Protective effect of NK1.1+αβ T cells as well as NK cells against intraperitoneal tumors in mice: Toshihiko KAWAMURA1, Kazuyoshi TAKEDA2, Toru ABO1 (1Dept. of Immunol. Niigata Univ. Sch. Med., 2Dept of Immunol. Juntendo Univ. Sch. Med.)

Peritoneal resident cells of mice normally contain small populations of NK cells and NK1.1+αβ T cells. These populations increased after either 3LL or EL4 tumor inoculations into the peritoneal cavity. In vivo depletion of NK cells alone by anti-asialo GM1(ASGM1) Ab significantly decreased survival time of tumor injected mice, while depletion of both NK cells and NK1.1+ T cells by anti-NK1.1 Ab greatly shortened mouse survival time. NK1.1+ T cells in peritoneal cavity consist of a larger proportion of double negative T cells, smaller populations of CD4+ T cells and Vb8+ T cells as compared with liver NK1.1+ T cells, and normally lack Vβ2+ T cells. Tumor inoculation induced rapid IL-12 and IFN-γ mRNA in tumor infiltrating mononuclear cells (TIM).
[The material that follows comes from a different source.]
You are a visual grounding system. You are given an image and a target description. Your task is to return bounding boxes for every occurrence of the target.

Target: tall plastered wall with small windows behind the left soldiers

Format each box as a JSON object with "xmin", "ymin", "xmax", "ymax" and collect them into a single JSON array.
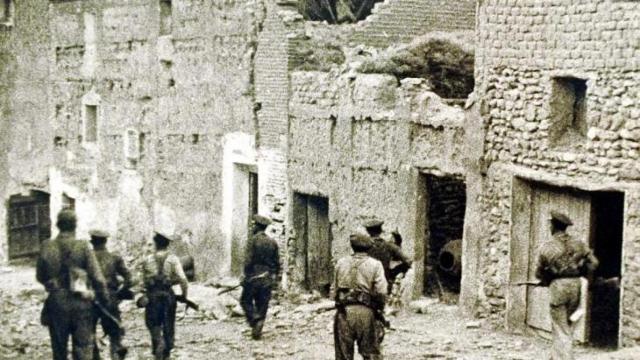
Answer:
[{"xmin": 49, "ymin": 0, "xmax": 262, "ymax": 276}]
Although anti-NK1 Ab pretreatment in vivo abrogated IFN-γ mRNA expression and IFN-γ production of TIM, NK cell depletion alone by anti-ASGM1 Ab pretreatment retained IFN-γ mRNA expression and partly inhibited IFN-γ production of TIM. Further, peritoneal NK cells as well as NK1.1+ T cells but not NK1.1- T cells of 3LL cell injected mice showed cytotoxicities against the same tumor cells. Our findings suggest that peritoneal macrophages activated by tumors produce IL-12, which activates NK cells and NK1.1+ T cells to produce IFN-γ. Further, both NK cells and NK1.1+ T cells are important in suppressing the growth of intraperitoneal tumors.